Özel hayatın gizliliği kapsamında değerlendirilebilecek  suç unsuru barındıran bir sosyal ağın tamamen kapatılması, erişimin engellenmesi kullanıcılar tarafından tepkiyle karşılanabiliyor. Örneğin geçtiğimiz yıllarda Vikipedi ve Youtube’un belirli bir süre kapalı kalması, bu ağlardan yararlanan milyonlarca insanın haklı isyanına yol açmıştı.  5651 sayılı Kanunda yapılan değişiklikle bunun da önüne geçilmesi planlanıyor. Erişim engelleme ifadesinin yanına içerik çıkarma ifadeleri getirilerek tamamen erişim engelleme yerine öncelikle içerik çıkarma yükümlülüğü getiriliyor. Yani örneğin twitter üzerinden bir şahsa yönelik tehdit metni paylaşıldığında, bir siyasi parti liderine ya da bir sanatçıya hakarette bulunulduğunda twitter tamamen kapatılmayacak yalnızca o hakaret içerikli paylaşım kaldırılacak. Suç işleyen şahıs sosyal ağ sağlayıcı tarafından belirlenip BTK’ya bildirilecek ve cezai işlemler yürütülecek.  Böylelikle internet sitelerinin içerisinde yer alan ve suç içermeyen diğer içeriklere erişilebilecek. Bu anlamda kanun teklifi internet yoluyla kolayca suç işlenmesinin önüne geçerek amacını gerçekleştirecek. 
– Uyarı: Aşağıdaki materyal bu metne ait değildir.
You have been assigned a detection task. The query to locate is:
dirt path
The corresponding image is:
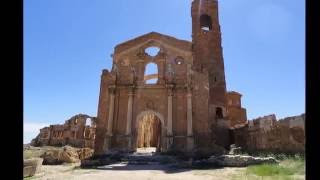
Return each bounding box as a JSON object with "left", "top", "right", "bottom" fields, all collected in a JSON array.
[{"left": 32, "top": 164, "right": 245, "bottom": 180}]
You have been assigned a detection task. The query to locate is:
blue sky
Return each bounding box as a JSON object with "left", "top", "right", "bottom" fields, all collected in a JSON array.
[{"left": 23, "top": 0, "right": 305, "bottom": 142}]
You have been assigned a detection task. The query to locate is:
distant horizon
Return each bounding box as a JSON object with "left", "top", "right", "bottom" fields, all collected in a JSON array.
[{"left": 23, "top": 0, "right": 305, "bottom": 143}]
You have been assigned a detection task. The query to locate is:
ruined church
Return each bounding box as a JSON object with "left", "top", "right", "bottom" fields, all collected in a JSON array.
[{"left": 94, "top": 0, "right": 247, "bottom": 155}]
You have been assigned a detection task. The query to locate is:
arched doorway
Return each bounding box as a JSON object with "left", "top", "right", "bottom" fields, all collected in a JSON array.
[{"left": 136, "top": 111, "right": 164, "bottom": 152}]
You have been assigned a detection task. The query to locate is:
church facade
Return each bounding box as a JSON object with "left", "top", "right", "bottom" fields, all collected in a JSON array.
[{"left": 94, "top": 0, "right": 246, "bottom": 155}]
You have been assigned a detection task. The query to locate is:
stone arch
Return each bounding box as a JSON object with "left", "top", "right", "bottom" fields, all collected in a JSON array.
[{"left": 133, "top": 109, "right": 166, "bottom": 152}]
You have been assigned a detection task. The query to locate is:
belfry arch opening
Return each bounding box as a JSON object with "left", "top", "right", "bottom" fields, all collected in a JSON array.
[
  {"left": 200, "top": 14, "right": 212, "bottom": 31},
  {"left": 144, "top": 63, "right": 158, "bottom": 84},
  {"left": 136, "top": 112, "right": 161, "bottom": 152}
]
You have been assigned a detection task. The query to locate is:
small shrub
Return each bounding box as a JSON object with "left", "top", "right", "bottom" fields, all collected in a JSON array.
[{"left": 247, "top": 164, "right": 294, "bottom": 176}]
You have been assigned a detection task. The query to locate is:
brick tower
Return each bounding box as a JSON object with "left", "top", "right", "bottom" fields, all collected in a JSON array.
[{"left": 191, "top": 0, "right": 228, "bottom": 146}]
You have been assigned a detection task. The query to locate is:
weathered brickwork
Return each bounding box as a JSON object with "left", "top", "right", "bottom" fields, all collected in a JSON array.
[
  {"left": 31, "top": 114, "right": 96, "bottom": 148},
  {"left": 234, "top": 114, "right": 305, "bottom": 153},
  {"left": 95, "top": 0, "right": 246, "bottom": 155}
]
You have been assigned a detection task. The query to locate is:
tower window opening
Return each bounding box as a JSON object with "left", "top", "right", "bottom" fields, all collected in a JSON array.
[
  {"left": 144, "top": 63, "right": 158, "bottom": 84},
  {"left": 216, "top": 107, "right": 223, "bottom": 119},
  {"left": 200, "top": 14, "right": 212, "bottom": 31}
]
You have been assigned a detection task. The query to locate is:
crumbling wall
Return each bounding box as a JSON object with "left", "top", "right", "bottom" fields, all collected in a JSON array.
[
  {"left": 233, "top": 114, "right": 305, "bottom": 153},
  {"left": 31, "top": 114, "right": 96, "bottom": 148}
]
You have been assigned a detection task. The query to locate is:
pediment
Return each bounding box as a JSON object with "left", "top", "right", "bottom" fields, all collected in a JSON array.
[{"left": 114, "top": 32, "right": 192, "bottom": 56}]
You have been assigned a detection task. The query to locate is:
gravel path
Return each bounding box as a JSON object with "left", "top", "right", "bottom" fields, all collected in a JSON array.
[{"left": 32, "top": 163, "right": 245, "bottom": 180}]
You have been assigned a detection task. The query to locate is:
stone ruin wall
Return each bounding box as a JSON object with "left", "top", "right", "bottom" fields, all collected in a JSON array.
[
  {"left": 233, "top": 114, "right": 305, "bottom": 153},
  {"left": 31, "top": 114, "right": 96, "bottom": 148}
]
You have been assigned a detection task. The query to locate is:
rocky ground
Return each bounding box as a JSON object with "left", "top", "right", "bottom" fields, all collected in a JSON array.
[
  {"left": 26, "top": 163, "right": 245, "bottom": 180},
  {"left": 24, "top": 147, "right": 305, "bottom": 180}
]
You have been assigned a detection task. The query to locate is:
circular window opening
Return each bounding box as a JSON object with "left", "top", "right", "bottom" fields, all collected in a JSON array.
[
  {"left": 176, "top": 57, "right": 183, "bottom": 65},
  {"left": 145, "top": 47, "right": 160, "bottom": 57}
]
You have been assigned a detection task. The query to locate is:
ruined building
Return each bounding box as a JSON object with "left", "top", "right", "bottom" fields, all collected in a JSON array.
[
  {"left": 31, "top": 114, "right": 96, "bottom": 148},
  {"left": 95, "top": 0, "right": 246, "bottom": 155},
  {"left": 232, "top": 114, "right": 305, "bottom": 153}
]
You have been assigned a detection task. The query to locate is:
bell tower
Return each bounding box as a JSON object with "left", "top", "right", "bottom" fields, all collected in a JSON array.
[
  {"left": 191, "top": 0, "right": 227, "bottom": 145},
  {"left": 191, "top": 0, "right": 226, "bottom": 112}
]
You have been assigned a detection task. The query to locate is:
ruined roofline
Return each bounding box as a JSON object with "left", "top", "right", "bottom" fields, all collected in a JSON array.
[
  {"left": 227, "top": 91, "right": 242, "bottom": 96},
  {"left": 114, "top": 31, "right": 192, "bottom": 54},
  {"left": 279, "top": 113, "right": 306, "bottom": 121},
  {"left": 248, "top": 113, "right": 305, "bottom": 122},
  {"left": 248, "top": 114, "right": 277, "bottom": 121},
  {"left": 40, "top": 113, "right": 96, "bottom": 130}
]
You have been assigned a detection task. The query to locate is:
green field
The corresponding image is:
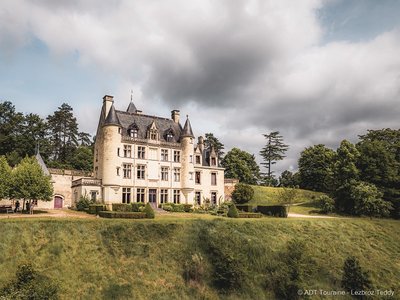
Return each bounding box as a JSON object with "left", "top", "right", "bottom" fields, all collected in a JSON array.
[{"left": 0, "top": 217, "right": 400, "bottom": 299}]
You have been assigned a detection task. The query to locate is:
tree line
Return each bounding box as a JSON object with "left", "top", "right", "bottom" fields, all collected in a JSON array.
[{"left": 0, "top": 101, "right": 93, "bottom": 171}]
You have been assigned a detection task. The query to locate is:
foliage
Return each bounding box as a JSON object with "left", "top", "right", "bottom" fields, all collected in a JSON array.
[
  {"left": 260, "top": 131, "right": 289, "bottom": 183},
  {"left": 299, "top": 144, "right": 336, "bottom": 192},
  {"left": 0, "top": 155, "right": 11, "bottom": 199},
  {"left": 221, "top": 148, "right": 260, "bottom": 184},
  {"left": 228, "top": 203, "right": 239, "bottom": 218},
  {"left": 342, "top": 256, "right": 372, "bottom": 292},
  {"left": 204, "top": 133, "right": 224, "bottom": 162},
  {"left": 317, "top": 195, "right": 335, "bottom": 214},
  {"left": 143, "top": 203, "right": 155, "bottom": 219},
  {"left": 11, "top": 157, "right": 53, "bottom": 201},
  {"left": 232, "top": 183, "right": 254, "bottom": 204},
  {"left": 0, "top": 264, "right": 59, "bottom": 300}
]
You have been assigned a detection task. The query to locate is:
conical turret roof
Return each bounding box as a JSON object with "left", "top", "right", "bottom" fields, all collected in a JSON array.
[{"left": 181, "top": 116, "right": 194, "bottom": 138}]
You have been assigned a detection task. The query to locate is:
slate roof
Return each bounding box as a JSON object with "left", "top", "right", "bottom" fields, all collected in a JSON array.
[{"left": 116, "top": 110, "right": 182, "bottom": 142}]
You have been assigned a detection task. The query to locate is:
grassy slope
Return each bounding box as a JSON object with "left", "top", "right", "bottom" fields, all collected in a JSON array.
[{"left": 0, "top": 218, "right": 400, "bottom": 299}]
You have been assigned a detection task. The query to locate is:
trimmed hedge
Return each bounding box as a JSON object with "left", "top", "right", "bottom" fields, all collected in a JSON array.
[
  {"left": 257, "top": 205, "right": 288, "bottom": 218},
  {"left": 239, "top": 213, "right": 262, "bottom": 218},
  {"left": 132, "top": 202, "right": 145, "bottom": 212},
  {"left": 88, "top": 204, "right": 107, "bottom": 215},
  {"left": 236, "top": 204, "right": 253, "bottom": 212},
  {"left": 99, "top": 211, "right": 146, "bottom": 219},
  {"left": 112, "top": 203, "right": 132, "bottom": 212}
]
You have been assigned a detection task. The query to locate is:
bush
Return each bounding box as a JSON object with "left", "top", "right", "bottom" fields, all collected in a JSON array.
[
  {"left": 99, "top": 211, "right": 146, "bottom": 219},
  {"left": 112, "top": 203, "right": 132, "bottom": 212},
  {"left": 76, "top": 196, "right": 90, "bottom": 211},
  {"left": 257, "top": 205, "right": 288, "bottom": 218},
  {"left": 239, "top": 213, "right": 262, "bottom": 218},
  {"left": 88, "top": 204, "right": 106, "bottom": 215},
  {"left": 228, "top": 204, "right": 239, "bottom": 218},
  {"left": 317, "top": 195, "right": 335, "bottom": 214},
  {"left": 232, "top": 183, "right": 254, "bottom": 204},
  {"left": 236, "top": 204, "right": 253, "bottom": 212},
  {"left": 143, "top": 203, "right": 155, "bottom": 219},
  {"left": 342, "top": 256, "right": 371, "bottom": 292},
  {"left": 132, "top": 202, "right": 145, "bottom": 212}
]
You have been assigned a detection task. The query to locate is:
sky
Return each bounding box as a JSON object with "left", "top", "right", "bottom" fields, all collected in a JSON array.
[{"left": 0, "top": 0, "right": 400, "bottom": 174}]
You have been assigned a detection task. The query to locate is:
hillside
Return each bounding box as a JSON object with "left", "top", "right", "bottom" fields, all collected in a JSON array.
[{"left": 0, "top": 218, "right": 400, "bottom": 299}]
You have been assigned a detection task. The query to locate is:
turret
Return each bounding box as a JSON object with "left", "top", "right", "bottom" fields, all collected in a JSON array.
[{"left": 181, "top": 116, "right": 194, "bottom": 204}]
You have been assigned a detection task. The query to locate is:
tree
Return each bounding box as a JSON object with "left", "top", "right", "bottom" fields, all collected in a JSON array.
[
  {"left": 232, "top": 183, "right": 254, "bottom": 204},
  {"left": 204, "top": 133, "right": 224, "bottom": 161},
  {"left": 0, "top": 155, "right": 11, "bottom": 200},
  {"left": 299, "top": 144, "right": 336, "bottom": 192},
  {"left": 260, "top": 131, "right": 289, "bottom": 184},
  {"left": 342, "top": 256, "right": 372, "bottom": 292},
  {"left": 221, "top": 148, "right": 260, "bottom": 184},
  {"left": 11, "top": 157, "right": 53, "bottom": 213}
]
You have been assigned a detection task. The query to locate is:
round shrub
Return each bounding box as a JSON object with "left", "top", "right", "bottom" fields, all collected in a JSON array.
[
  {"left": 232, "top": 183, "right": 254, "bottom": 204},
  {"left": 228, "top": 204, "right": 239, "bottom": 218},
  {"left": 143, "top": 203, "right": 155, "bottom": 219}
]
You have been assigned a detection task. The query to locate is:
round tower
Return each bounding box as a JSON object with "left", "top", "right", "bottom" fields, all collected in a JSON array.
[{"left": 181, "top": 117, "right": 194, "bottom": 204}]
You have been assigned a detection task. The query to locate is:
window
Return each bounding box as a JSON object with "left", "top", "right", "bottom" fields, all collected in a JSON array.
[
  {"left": 211, "top": 192, "right": 217, "bottom": 205},
  {"left": 211, "top": 157, "right": 217, "bottom": 166},
  {"left": 174, "top": 151, "right": 181, "bottom": 162},
  {"left": 136, "top": 165, "right": 146, "bottom": 179},
  {"left": 174, "top": 190, "right": 181, "bottom": 204},
  {"left": 195, "top": 171, "right": 201, "bottom": 184},
  {"left": 174, "top": 168, "right": 181, "bottom": 182},
  {"left": 122, "top": 188, "right": 131, "bottom": 203},
  {"left": 122, "top": 164, "right": 132, "bottom": 178},
  {"left": 161, "top": 149, "right": 168, "bottom": 161},
  {"left": 211, "top": 173, "right": 217, "bottom": 185},
  {"left": 194, "top": 192, "right": 201, "bottom": 205},
  {"left": 138, "top": 146, "right": 146, "bottom": 159},
  {"left": 161, "top": 167, "right": 168, "bottom": 181},
  {"left": 136, "top": 188, "right": 145, "bottom": 202},
  {"left": 124, "top": 145, "right": 132, "bottom": 157},
  {"left": 160, "top": 189, "right": 168, "bottom": 203}
]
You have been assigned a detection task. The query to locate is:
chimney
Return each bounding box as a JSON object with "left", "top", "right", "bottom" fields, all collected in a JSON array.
[
  {"left": 103, "top": 95, "right": 114, "bottom": 119},
  {"left": 171, "top": 109, "right": 179, "bottom": 123},
  {"left": 197, "top": 136, "right": 204, "bottom": 152}
]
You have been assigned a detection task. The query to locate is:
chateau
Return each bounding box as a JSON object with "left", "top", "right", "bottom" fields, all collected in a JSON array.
[{"left": 72, "top": 95, "right": 224, "bottom": 206}]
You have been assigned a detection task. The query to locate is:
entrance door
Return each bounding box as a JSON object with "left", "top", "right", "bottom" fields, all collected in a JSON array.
[
  {"left": 54, "top": 196, "right": 63, "bottom": 208},
  {"left": 149, "top": 189, "right": 157, "bottom": 208}
]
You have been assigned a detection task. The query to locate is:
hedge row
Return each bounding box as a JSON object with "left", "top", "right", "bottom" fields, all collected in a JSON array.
[
  {"left": 257, "top": 205, "right": 288, "bottom": 218},
  {"left": 99, "top": 211, "right": 146, "bottom": 219},
  {"left": 239, "top": 213, "right": 262, "bottom": 218}
]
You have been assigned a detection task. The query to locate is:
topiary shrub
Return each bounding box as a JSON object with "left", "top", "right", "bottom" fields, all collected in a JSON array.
[
  {"left": 232, "top": 183, "right": 254, "bottom": 204},
  {"left": 143, "top": 203, "right": 155, "bottom": 219},
  {"left": 228, "top": 204, "right": 239, "bottom": 218}
]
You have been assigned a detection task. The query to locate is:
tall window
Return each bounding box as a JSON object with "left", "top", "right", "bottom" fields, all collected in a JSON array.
[
  {"left": 136, "top": 165, "right": 146, "bottom": 179},
  {"left": 195, "top": 171, "right": 201, "bottom": 184},
  {"left": 174, "top": 151, "right": 181, "bottom": 162},
  {"left": 161, "top": 149, "right": 168, "bottom": 161},
  {"left": 124, "top": 145, "right": 132, "bottom": 157},
  {"left": 211, "top": 173, "right": 217, "bottom": 185},
  {"left": 211, "top": 192, "right": 217, "bottom": 205},
  {"left": 174, "top": 168, "right": 181, "bottom": 182},
  {"left": 122, "top": 188, "right": 131, "bottom": 203},
  {"left": 136, "top": 188, "right": 145, "bottom": 202},
  {"left": 161, "top": 167, "right": 168, "bottom": 181},
  {"left": 194, "top": 192, "right": 201, "bottom": 205},
  {"left": 174, "top": 190, "right": 181, "bottom": 204},
  {"left": 160, "top": 189, "right": 168, "bottom": 203},
  {"left": 138, "top": 146, "right": 146, "bottom": 159},
  {"left": 122, "top": 164, "right": 132, "bottom": 178}
]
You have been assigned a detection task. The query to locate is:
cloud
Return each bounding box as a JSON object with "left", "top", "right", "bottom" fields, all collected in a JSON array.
[{"left": 0, "top": 0, "right": 400, "bottom": 171}]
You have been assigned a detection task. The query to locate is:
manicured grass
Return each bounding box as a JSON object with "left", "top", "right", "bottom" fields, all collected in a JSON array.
[{"left": 0, "top": 214, "right": 400, "bottom": 299}]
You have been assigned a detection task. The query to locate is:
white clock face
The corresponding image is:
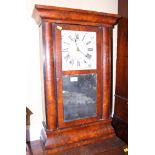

Yapılan teklif Meclisten geçtiği takdirde sosyal ağların 3 aylık hazırlık döneminden sonra gerekli yükümlülükleri yerine getirmesi bekleniyor. Kanunun uygulamasına ilişkin ayrıntılar BTK tarafından çıkarılacak usul ve esaslarda belirtilecek. Umulur ki; insanların sosyal ağlardan mahrum kalması suretiyle bilgi edinme hakkı ihlal edilmeden ve aynı zamanda da düşünce özgürlüğünün kötüye kullanılmaması noktasında denge sağlanarak kanun amaçları doğrultusunda yürürlüğe konulursa birçok problemin önüne geçilmiş olunur.